Database Schema
Reference for the Code Insights SQLite database schema — projects, sessions, messages, and insights tables at ~/.code-insights/data.db.
The local SQLite database is stored at ~/.code-insights/data.db. It uses WAL mode for concurrent reads during CLI sync. All timestamps are ISO 8601 strings. Arrays and nested objects are stored as JSON strings.
Tables
projects
Stores project metadata. The project ID is derived from the git remote URL (stable across devices) or a hash of the working directory path.
| Column | Type | Default | Description |
|---|---|---|---|
id | TEXT PRIMARY KEY | — | Hash of git remote URL or directory path |
name | TEXT NOT NULL | — | Project display name |
path | TEXT NOT NULL | — | Working directory path |
git_remote_url | TEXT | NULL | Git remote URL (nullable) |
project_id_source | TEXT NOT NULL | 'path-hash' | How the ID was derived: 'git-remote' or 'path-hash' |
session_count | INTEGER NOT NULL | 0 | Number of synced sessions |
last_activity | TEXT NOT NULL | — | ISO 8601 timestamp of most recent session |
created_at | TEXT NOT NULL | datetime('now') | ISO 8601 timestamp |
updated_at | TEXT NOT NULL | datetime('now') | ISO 8601 timestamp |
total_input_tokens | INTEGER | 0 | Cumulative input tokens across all sessions |
total_output_tokens | INTEGER | 0 | Cumulative output tokens |
cache_creation_tokens | INTEGER | 0 | Cumulative cache write tokens |
cache_read_tokens | INTEGER | 0 | Cumulative cache read tokens |
estimated_cost_usd | REAL | 0 | Cumulative estimated cost in USD |
sessions
Stores session metadata with generated titles, character classification, token usage, and device info.

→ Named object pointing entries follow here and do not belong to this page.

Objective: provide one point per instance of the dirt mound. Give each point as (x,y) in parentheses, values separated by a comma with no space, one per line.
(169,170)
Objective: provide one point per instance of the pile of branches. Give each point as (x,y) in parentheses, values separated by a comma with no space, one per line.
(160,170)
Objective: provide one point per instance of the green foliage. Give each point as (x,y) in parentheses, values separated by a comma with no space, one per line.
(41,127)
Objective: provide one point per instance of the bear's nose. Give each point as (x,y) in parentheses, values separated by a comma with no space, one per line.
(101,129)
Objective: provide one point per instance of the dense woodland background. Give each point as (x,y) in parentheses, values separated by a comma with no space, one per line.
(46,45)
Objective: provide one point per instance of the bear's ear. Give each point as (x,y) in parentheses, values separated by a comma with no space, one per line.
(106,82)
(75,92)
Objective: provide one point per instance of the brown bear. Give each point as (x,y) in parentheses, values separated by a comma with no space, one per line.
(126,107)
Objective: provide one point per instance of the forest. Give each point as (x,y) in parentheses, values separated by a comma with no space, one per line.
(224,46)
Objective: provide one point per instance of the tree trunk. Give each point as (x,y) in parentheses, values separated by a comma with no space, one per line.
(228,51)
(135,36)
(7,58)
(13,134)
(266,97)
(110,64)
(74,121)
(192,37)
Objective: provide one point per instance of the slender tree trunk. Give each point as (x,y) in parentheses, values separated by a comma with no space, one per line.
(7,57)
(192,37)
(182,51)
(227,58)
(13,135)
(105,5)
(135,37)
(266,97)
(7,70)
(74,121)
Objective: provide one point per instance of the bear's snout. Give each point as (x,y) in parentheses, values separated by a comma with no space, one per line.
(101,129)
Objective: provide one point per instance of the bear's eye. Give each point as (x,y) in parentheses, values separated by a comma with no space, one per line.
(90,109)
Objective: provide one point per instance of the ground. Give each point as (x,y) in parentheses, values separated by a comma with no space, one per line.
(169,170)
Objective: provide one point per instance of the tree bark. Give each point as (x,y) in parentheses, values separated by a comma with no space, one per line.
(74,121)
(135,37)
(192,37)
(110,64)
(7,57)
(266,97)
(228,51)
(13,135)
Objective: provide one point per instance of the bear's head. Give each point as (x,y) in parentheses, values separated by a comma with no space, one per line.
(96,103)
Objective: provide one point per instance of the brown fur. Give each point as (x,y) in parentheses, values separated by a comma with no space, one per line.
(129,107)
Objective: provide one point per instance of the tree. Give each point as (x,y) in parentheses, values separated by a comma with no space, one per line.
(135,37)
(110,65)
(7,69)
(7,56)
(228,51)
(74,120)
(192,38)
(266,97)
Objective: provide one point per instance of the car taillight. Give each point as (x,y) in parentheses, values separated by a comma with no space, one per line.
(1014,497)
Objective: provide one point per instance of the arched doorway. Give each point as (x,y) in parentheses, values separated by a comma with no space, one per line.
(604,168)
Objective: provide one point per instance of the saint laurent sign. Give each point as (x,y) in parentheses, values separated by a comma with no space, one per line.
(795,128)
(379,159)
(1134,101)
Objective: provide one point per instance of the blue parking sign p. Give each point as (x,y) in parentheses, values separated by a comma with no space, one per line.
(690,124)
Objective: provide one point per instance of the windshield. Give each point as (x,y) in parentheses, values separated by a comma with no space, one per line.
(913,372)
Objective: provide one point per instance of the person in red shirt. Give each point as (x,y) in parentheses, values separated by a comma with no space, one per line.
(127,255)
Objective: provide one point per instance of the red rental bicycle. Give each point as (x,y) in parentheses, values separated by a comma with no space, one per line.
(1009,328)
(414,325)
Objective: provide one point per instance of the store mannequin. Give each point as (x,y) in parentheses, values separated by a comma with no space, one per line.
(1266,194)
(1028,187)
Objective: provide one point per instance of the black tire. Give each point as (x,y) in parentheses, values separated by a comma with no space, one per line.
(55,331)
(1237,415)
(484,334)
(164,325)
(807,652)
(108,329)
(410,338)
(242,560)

| Column | Type | Default | Description |
|---|---|---|---|
id | TEXT PRIMARY KEY | — | Session ID from source tool |
project_id | TEXT NOT NULL | — | Foreign key to projects.id |
project_name | TEXT NOT NULL | — | Denormalized project name |
project_path | TEXT NOT NULL | — | Denormalized project path |
git_remote_url | TEXT | NULL | Git remote URL at sync time |
summary | TEXT | NULL | LLM-generated session summary |
custom_title | TEXT | NULL | User-provided title |
generated_title | TEXT | NULL | Auto-generated title |
title_source | TEXT | NULL | Which tier generated the title |
session_character | TEXT | NULL | Classification: deep_focus, bug_hunt, feature_build, exploration, refactor, learning, quick_task |
started_at | TEXT NOT NULL | — | ISO 8601 session start time |
ended_at | TEXT NOT NULL | — | ISO 8601 session end time |
message_count | INTEGER NOT NULL | 0 | Total messages |
user_message_count | INTEGER NOT NULL | 0 | User messages only |
assistant_message_count | INTEGER NOT NULL | 0 | Assistant messages only |
tool_call_count | INTEGER NOT NULL | 0 | Total tool calls |
git_branch | TEXT | NULL | Git branch at session time |
claude_version | TEXT | NULL | Claude version string (Claude Code only) |
source_tool | TEXT NOT NULL | 'claude-code' | claude-code, cursor, codex-cli, copilot-cli, copilot |
device_id | TEXT | NULL | Stable anonymous device identifier |
device_hostname | TEXT | NULL | Machine hostname |
device_platform | TEXT | NULL | darwin, linux, win32 |
synced_at | TEXT NOT NULL | datetime('now') | ISO 8601 sync timestamp |
total_input_tokens | INTEGER | NULL | Total input tokens for session |
total_output_tokens | INTEGER | NULL | Total output tokens |
cache_creation_tokens | INTEGER | NULL | Cache write tokens |
cache_read_tokens | INTEGER | NULL | Cache read tokens |
estimated_cost_usd | REAL | NULL | Estimated cost in USD |
models_used | TEXT | NULL | JSON array of all model IDs used |
primary_model | TEXT | NULL | Most-used model ID |
usage_source | TEXT | NULL | How usage was calculated |
deleted_at | TEXT | NULL | ISO 8601 soft-delete timestamp (V5); NULL = visible |
compact_count | INTEGER NOT NULL | 0 | Number of manual context compactions in this session (V6) |
auto_compact_count | INTEGER NOT NULL | 0 | Number of auto-triggered context compactions (V6) |
slash_commands | TEXT NOT NULL | '[]' | JSON array of slash commands used in this session (V6) |
Indexes: project_id, started_at DESC, source_tool, deleted_at
messages
Stores full message content for all sessions.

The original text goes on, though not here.